Quick recap: So far we have

1. Preprocessed the Shakespeare dataset by encoding individual characters into integer tokens.
2. Implemented single headed attention and then further generalized to multiheaded attention. We further combined multiheaded attention with deep learning to create the transformer architecture.
3. Trained our transformer and generated output that looks to be in the style of Shakespeare.

Up to this point, the performance of our simple language model has clearly made a lot of progress. We can see that our model has learned to generate text that is close to the style of Shakespeare, although there are still many quirks and room for improvement.

### Project Outline

Find some area of possible improvement.
We interpret "improvement" quite loosely, but please state precisely why your proposed innovation might improve the model, and provide evidence that it does (or does not!) improve.
For your idea, **formulate a hypothesis** for why this change should result in a better model. **Implement your changes** and **report any findings**.

_Notes_: As this assignment is being treated as a project, you should expect training to take longer than previous assignments. However, please use your judgement to decide what is reasonable. We will not expect you to run training procedures that take more than 2 hours on the free Google Colab computing resources and we certainly do not expect you to acquire additional compute. The proposed improvements should not solely rely on increased computing demands.
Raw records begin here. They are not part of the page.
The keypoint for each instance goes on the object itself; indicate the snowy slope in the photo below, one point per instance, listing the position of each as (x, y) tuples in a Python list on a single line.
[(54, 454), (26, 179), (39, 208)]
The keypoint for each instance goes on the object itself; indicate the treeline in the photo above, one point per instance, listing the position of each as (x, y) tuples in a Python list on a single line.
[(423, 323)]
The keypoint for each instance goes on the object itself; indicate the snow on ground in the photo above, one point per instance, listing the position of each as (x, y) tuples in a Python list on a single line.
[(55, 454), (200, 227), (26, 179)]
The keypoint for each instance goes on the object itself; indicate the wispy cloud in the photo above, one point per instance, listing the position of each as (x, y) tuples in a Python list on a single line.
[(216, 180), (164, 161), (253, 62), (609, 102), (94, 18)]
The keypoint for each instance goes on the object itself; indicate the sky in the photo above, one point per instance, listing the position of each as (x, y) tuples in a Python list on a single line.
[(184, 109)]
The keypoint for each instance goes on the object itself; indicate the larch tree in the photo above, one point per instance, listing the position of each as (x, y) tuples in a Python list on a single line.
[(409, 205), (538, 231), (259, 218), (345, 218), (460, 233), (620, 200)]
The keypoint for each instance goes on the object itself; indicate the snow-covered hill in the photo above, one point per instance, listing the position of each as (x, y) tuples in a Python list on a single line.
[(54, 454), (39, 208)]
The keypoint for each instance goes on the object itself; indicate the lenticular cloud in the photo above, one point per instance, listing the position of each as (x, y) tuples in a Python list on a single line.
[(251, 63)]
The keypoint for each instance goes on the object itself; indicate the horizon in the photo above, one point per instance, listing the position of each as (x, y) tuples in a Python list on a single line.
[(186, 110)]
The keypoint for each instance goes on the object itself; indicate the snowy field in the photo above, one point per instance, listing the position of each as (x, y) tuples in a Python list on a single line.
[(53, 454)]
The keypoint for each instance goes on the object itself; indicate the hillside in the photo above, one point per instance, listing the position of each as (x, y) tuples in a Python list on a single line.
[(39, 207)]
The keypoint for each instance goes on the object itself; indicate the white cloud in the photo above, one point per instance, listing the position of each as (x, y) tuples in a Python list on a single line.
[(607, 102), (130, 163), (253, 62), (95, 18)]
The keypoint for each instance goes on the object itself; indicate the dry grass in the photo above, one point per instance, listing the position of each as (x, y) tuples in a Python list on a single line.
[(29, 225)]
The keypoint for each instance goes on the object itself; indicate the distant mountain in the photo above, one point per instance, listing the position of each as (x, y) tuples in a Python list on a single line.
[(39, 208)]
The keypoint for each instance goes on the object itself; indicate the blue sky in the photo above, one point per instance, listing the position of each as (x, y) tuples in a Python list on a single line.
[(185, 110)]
_Hints_: There are many aspects to assessing a model. For example, not only is quality of generated text important, it is also of interest to reduce costs associated with training.

### Deliverables

In addition to a pdf of your python notebook, the submission for this project will be a written report no more than 4 pages in length using the [NeurIPS LaTex template](https://neurips.cc/Conferences/2023/PaperInformation/StyleFiles). Your report should include detailed analysis of the hypotheses you chose to test along with any conclusions.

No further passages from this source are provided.